Tariffs and People with Disabilities

Trump’s proposal to impose tariffs on imported pharmaceutical products is more than bad policy. It’s a direct hit to people with disabilities who already navigate a healthcare system full of landmines.
These proposed tariffs won’t improve access. They won’t magically create domestic manufacturing capacity. They will raise prices and limit the supply of the medications that keep millions of disabled people alive and functional — especially insulin, heparin, and generic drugs.
Insulin: Already Too Expensive, Now Potentially Pricier
Let’s start with insulin.
People with Type 1 diabetes, like me, do not produce insulin. We will die without an outside source of insulin. That’s not an exaggeration; that is medical reality. Many Type 2 diabetics are also insulin-dependent. Trump’s proposal would impose tariffs on imported insulin, a huge portion of the U.S. supply. This would raise prices in a market that already gouges patients. You might be thinking, “Didn’t Biden pass a $35 per month cap on insulin?” Unfortunately, that wasn’t for all insulin, and it only helps people with insurance who are injecting insulin directly and not using insulin pumps, a tool that reduces diabetic complications and costs.
In 2023, the average list price for a month’s supply of insulin was over $300 without insurance. The exact same insulin in Canada is under $30 USD, one-tenth the price. price. Many type 1 diabetics ration insulin, a dangerous and life-threatening behavior caused by lack of access, not lack of responsibility. Don’t even get me started on the fact that if you walk into an ER and ask for insulin to prevent kidney damage, security will escort you out. If you wait until your kidneys are damaged from lack of insulin and go to the ER, you automatically qualify for Medicare and a $250,000 kidney transplant. The perverse nature of the opposite sides of this coin was the central theme for my MBA thesis which focused on health care management.
TL;DR: Tariffs will hit disabled people the hardest. We can’t just “shop around” for an alternative. We can’t substitute something else. We can’t wait for the market to stabilize. Our bodies don’t work that way. Delayed or reduced insulin can cause diabetic ketoacidosis in hours, with hospitalization or death coming shortly after that.
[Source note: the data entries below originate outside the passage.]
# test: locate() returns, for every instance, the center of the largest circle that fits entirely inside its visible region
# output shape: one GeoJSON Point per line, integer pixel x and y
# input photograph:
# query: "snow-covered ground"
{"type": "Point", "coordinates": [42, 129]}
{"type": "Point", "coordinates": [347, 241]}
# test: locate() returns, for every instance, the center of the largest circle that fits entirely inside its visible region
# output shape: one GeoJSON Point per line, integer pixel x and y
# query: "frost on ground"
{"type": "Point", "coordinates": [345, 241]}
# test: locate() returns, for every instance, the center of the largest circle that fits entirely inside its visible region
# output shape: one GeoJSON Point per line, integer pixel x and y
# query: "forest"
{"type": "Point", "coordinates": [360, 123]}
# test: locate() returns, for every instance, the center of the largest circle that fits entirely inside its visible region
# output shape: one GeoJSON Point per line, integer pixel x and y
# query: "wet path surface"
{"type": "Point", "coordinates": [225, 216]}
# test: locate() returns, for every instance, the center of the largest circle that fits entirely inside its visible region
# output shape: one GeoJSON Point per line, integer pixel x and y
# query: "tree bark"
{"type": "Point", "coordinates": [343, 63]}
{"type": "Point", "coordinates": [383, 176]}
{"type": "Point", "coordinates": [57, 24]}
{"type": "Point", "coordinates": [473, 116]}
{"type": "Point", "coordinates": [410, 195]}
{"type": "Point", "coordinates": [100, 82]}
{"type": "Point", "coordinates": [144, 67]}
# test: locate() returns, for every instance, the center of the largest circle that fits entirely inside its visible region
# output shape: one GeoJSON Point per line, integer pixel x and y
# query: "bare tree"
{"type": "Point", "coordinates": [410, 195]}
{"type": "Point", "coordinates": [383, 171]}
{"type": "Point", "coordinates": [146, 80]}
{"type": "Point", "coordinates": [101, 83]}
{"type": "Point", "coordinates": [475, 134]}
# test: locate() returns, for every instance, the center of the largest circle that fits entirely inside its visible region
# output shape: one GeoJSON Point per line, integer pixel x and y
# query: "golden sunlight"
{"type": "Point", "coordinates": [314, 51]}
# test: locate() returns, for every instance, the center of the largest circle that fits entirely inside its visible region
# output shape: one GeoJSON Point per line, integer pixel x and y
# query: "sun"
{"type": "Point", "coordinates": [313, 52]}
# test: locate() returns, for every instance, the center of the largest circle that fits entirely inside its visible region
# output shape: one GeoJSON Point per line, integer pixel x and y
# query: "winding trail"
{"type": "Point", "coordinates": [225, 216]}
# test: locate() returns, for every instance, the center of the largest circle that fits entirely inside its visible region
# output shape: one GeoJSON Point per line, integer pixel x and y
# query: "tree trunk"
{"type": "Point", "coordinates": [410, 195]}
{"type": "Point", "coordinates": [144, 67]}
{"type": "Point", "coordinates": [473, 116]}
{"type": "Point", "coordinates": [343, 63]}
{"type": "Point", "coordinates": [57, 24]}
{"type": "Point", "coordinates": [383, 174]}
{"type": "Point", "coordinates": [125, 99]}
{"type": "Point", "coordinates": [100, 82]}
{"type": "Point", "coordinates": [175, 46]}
Heparin and Penicillan: No U.S. Supply, No Safety Net
Now let’s talk about heparin. Most Americans probably don’t know what it is unless they’ve been hospitalized. People with clotting disorders, those receiving dialysis, and many surgical patients depend on heparin to prevent deadly blood clots. One-third of people hospitalized in the US receive heparin every year, about 12 million people. Heparin costs under $1 USD per dose.
The U.S. imports the vast majority of its heparin from China because heparin comes from pigs, and China is the world’s largest pork producer. There is no meaningful US-based production of heparin. There’s also no way to flip a switch and make it happen quickly.
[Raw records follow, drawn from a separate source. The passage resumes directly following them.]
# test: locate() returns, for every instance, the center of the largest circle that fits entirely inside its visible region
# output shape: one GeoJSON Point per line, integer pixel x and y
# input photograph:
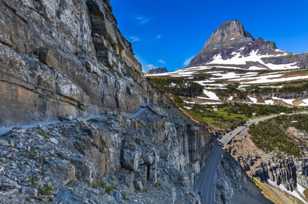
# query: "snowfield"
{"type": "Point", "coordinates": [254, 56]}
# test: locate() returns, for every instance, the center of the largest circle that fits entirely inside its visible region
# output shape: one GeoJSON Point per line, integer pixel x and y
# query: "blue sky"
{"type": "Point", "coordinates": [169, 32]}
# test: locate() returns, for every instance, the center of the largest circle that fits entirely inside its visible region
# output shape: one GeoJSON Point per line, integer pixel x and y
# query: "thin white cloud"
{"type": "Point", "coordinates": [159, 36]}
{"type": "Point", "coordinates": [134, 39]}
{"type": "Point", "coordinates": [142, 20]}
{"type": "Point", "coordinates": [187, 61]}
{"type": "Point", "coordinates": [161, 61]}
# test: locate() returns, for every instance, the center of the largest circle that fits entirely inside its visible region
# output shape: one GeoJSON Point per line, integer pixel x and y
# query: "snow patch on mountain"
{"type": "Point", "coordinates": [254, 56]}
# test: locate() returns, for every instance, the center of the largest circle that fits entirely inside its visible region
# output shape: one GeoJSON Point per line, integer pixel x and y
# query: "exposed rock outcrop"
{"type": "Point", "coordinates": [65, 58]}
{"type": "Point", "coordinates": [110, 137]}
{"type": "Point", "coordinates": [232, 45]}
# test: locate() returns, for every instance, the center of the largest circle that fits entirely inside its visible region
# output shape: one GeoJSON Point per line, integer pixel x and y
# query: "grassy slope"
{"type": "Point", "coordinates": [272, 135]}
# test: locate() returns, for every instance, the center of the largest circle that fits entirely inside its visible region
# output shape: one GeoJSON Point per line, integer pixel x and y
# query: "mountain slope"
{"type": "Point", "coordinates": [80, 123]}
{"type": "Point", "coordinates": [231, 45]}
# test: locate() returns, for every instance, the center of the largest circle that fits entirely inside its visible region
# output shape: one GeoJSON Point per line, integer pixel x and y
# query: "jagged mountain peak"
{"type": "Point", "coordinates": [228, 33]}
{"type": "Point", "coordinates": [232, 45]}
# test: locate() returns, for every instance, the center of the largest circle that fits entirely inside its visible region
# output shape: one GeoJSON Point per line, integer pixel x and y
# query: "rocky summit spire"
{"type": "Point", "coordinates": [232, 41]}
{"type": "Point", "coordinates": [230, 32]}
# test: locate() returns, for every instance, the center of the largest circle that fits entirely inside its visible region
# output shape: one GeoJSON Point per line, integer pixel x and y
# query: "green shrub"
{"type": "Point", "coordinates": [272, 135]}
The proposed tariffs on penicillin would raise the price of one of the most widely used and oldest antibiotics, affecting both availability and cost for patients and healthcare providers. The United States currently imports 80 % of its penicillin from China, which has lower costs and fewer environmental restrictions. Reinstating domestic production is not a quick or easy fix. There is a years-long factory setup timeline, and a very small number of facilities in the US currently capable of manufacturing antibiotics. The increased costs from tariffs could lead to shortages, especially in low-income and rural areas, and strain safety-net healthcare systems that rely on low-cost generics. This would reverse decades of progress in infectious disease management and create a ripple effect across hospital formularies and outpatient treatment protocols.
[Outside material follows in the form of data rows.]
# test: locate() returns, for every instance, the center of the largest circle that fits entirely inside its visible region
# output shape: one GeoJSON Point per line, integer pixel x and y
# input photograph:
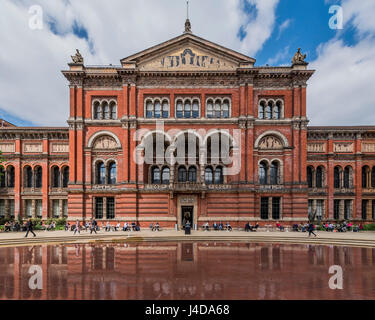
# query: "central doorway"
{"type": "Point", "coordinates": [187, 215]}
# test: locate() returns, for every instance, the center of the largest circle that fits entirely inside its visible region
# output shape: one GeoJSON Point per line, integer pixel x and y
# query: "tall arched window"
{"type": "Point", "coordinates": [319, 177]}
{"type": "Point", "coordinates": [112, 173]}
{"type": "Point", "coordinates": [65, 177]}
{"type": "Point", "coordinates": [28, 177]}
{"type": "Point", "coordinates": [208, 175]}
{"type": "Point", "coordinates": [38, 177]}
{"type": "Point", "coordinates": [365, 171]}
{"type": "Point", "coordinates": [310, 177]}
{"type": "Point", "coordinates": [2, 177]}
{"type": "Point", "coordinates": [263, 171]}
{"type": "Point", "coordinates": [192, 174]}
{"type": "Point", "coordinates": [182, 175]}
{"type": "Point", "coordinates": [165, 175]}
{"type": "Point", "coordinates": [10, 176]}
{"type": "Point", "coordinates": [348, 177]}
{"type": "Point", "coordinates": [55, 177]}
{"type": "Point", "coordinates": [219, 178]}
{"type": "Point", "coordinates": [274, 173]}
{"type": "Point", "coordinates": [337, 177]}
{"type": "Point", "coordinates": [155, 175]}
{"type": "Point", "coordinates": [100, 172]}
The impact of tariffs on penicillin is exacerbated by reduced research funding for new classes of antibiotics. Most pharmaceutical companies have abandoned antibiotic development because it is costly, time-consuming, and does not have a high profit margin like Ozempic or biologics that patients are on indefinitely. As resistance to older antibiotics increases, the lack of investment in alternatives results in fewer backup options when penicillin becomes inaccessible or ineffective. This leaves clinicians with limited tools to treat common infections, heightening the risk of complications, hospitalizations, and even death. The combination of supply chain disruptions, economic policy decisions, and a stalled drug pipeline creates a significant vulnerability in the public health system.
Tariffs don’t build factories or capacity. What they do is create supply shortages, drive up prices, and send ripples through the health system, delaying procedures or reducing the availability of life-saving care. If you are one of the 12 million people in the us who needs heparin to avoid dying, you don’t have the option to wait out a global trade standoff.
Generics
Generic medications are the affordable backbone of disability healthcare in the U.S. American doctors use generics to treat seizures, psychiatric conditions, chronic pain, high blood pressure, and infections. For many of us, switching to a brand-name drug is not just unaffordable, it’s impossible. Insurance plans often won’t cover the brand name if a generic exists, and pharmacies may not carry alternatives if tariffs create regional shortages.
Almost all generics are imported. Many come from India or China. This is because generics are cheap, and there is no profit margin when produced in areas with high labor costs. Tariffs mean price hikes, supply disruptions, and an increased risk of counterfeit or substandard drugs entering the market.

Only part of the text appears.